You don't indicate where you live. There is a problem with just a 6" deep footer. Also with the ground elevation to the top of the sill as indicated in the last photo. More info please.


----------



## Koldhammer (Sep 28, 2012)

Thank you for your reply. OK, I added my location. I'm in Manitoba, Canada. The existing concrete is not giving me any problems, but I would like to have concrete in the area that is now gravel.

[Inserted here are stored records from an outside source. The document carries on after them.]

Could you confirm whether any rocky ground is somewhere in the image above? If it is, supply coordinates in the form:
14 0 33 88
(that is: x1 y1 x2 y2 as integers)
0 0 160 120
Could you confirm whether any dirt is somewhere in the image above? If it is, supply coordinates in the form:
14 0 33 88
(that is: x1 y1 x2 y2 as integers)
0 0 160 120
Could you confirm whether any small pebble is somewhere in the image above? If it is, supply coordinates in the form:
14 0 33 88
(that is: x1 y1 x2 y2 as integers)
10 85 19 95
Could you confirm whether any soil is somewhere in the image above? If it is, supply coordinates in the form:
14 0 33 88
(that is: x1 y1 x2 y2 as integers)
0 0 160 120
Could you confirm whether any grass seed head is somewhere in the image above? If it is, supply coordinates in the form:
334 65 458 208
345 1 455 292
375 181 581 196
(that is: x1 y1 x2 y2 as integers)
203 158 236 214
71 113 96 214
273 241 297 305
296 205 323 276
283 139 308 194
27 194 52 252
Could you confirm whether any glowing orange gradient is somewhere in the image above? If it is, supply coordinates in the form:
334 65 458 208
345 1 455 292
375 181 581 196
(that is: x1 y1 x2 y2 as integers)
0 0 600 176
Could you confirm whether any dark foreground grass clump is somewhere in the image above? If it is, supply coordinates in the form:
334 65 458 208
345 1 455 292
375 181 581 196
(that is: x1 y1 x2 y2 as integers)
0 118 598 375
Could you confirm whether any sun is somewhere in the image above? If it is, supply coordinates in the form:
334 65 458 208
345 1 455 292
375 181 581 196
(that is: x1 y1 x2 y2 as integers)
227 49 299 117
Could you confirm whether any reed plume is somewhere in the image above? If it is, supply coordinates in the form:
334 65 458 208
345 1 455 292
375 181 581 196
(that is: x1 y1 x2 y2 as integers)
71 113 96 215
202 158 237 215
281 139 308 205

My main question is whether to just pour the concrete slab in the area of the floor that is now gravel, but keep it separate from the existing concrete, or to tie it to the existing concrete?


----------



## jomama45 (Nov 13, 2008)

I would undoubtedly dowel them together, thus creating a floating slab very similar to a conventional grade beam slab........


----------



## stadry (Jun 20, 2009)

tie bars, jo ? you sure ? in canada ? grade beams have a much different dimension ratio, no ?

irc


----------



## jomama45 (Nov 13, 2008)

Similar construction at similar depths are better tied together, and gain support from each other IMO. If the existing small strip footing has been successfully supporting the weight of the garage fro umpteen years, who are we to argue about it............


----------



## Canarywood1 (May 5, 2012)

I wanted to pour a grade beam for a 30x30 garage when I lived up north, and pour the floor later and tie into the beam after the garage was built, building dept. said beam and floor had to be monolithic pour, and floor could not be tied to the beam.


----------



## stadry (Jun 20, 2009)

both jo & woody make good points,,, yep, it has been there AND, evidently, worked well for a # of yrs even w/o being below frost depth,,, but why would woody's bldg dept dictate a monopour ? w/tie bars, you'd achieve the same thing, no ? it seems to me i'd not use them - frost does strange things but i don't KNOW :huh: not does anything i've done help :whistling2: but that's why we have forums - to learn :yes: thanks, guys !

irc


----------



## Canarywood1 (May 5, 2012)

itsreallyconc said:


> both jo & woody make good points,,, yep, it has been there AND, evidently, worked well for a # of yrs even w/o being below frost depth,,, but why would woody's bldg dept dictate a monopour ? w/tie bars, you'd achieve the same thing, no ? it seems to me i'd not use them - frost does strange things but i don't KNOW :huh: not does anything i've done help :whistling2: but that's why we have forums - to learn :yes: thanks, guys !
> 
> irc


 
Well, in retrospect i'd tend to agree with you , let the floor float like a basement floor does, as you say frost does strange things.


----------